Linear is a project management and issue tracking tool built specifically for software engineering teams, distinguished by speed, polish, and developer-centric design. Founded in 2019 by ex-Airbnb and ex-Coinbase engineers frustrated with existing tools, Linear has become the dominant choice for modern engineering organizations including Vercel, Loom, Retool, OpenAI, Cash App, Ramp, and thousands of others. By 2026, Linear represents the modern alternative that Jira tried and failed to be.

The platform's distinguishing characteristic is its obsession with speed. Every interaction is keyboard-accessible. The interface loads instantly. Issue creation, navigation, search, and updates happen in milliseconds rather than seconds. For developers whose work involves dozens of small interactions per day, this speed compounds into meaningful productivity gains. The "Linear feels fast" experience is not marketing — it's measurable in benchmarks against alternatives.

Linear evolved through 2024-2026 with significant AI integration, expanded integrations, and additional team features. The platform now serves the broader needs of engineering organizations beyond just issue tracking — project management, planning cycles, release management, customer feedback intake. The expansion has been careful to preserve speed and polish rather than feature-bloat.

Who is it for?

Linear fits engineering teams at modern startups and tech companies who value speed, polish, and developer-centric design over enterprise feature breadth. The pricing is fair for the value delivered.

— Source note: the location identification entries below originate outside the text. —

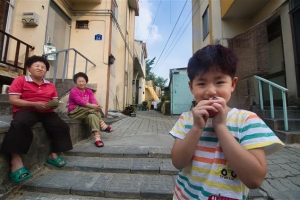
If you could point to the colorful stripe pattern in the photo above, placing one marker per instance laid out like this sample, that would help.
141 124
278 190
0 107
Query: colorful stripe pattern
209 174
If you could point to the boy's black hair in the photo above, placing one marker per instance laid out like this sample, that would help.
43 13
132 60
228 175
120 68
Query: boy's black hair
212 57
29 61
80 74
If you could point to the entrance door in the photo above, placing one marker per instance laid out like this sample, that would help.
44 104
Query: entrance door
58 35
295 15
276 62
181 95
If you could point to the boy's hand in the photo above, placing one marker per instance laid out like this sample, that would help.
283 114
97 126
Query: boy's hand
220 116
201 112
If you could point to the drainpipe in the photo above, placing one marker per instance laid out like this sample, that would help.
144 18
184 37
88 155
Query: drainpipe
135 86
108 66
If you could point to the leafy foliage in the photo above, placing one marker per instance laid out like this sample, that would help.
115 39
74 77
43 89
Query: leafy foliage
157 80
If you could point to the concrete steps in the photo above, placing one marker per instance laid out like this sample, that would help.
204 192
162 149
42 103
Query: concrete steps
110 172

Specific user types where Linear fits:

  • Software engineering teams (5-500 engineers) at modern startups and growth-stage companies.
  • Engineering managers and tech leads running planning cycles, sprints, and release management.
  • Product managers working with engineering teams on roadmap and feature delivery.
  • DevOps and platform teams managing infrastructure projects alongside feature work.
  • Engineering organizations standardizing on modern tooling rather than legacy enterprise stacks.
  • Startups outgrowing GitHub Issues but unwilling to commit to Jira complexity.
  • Open source projects wanting better issue management than GitHub Issues alone.
  • Indie hackers and solo developers managing personal projects with professional rigor.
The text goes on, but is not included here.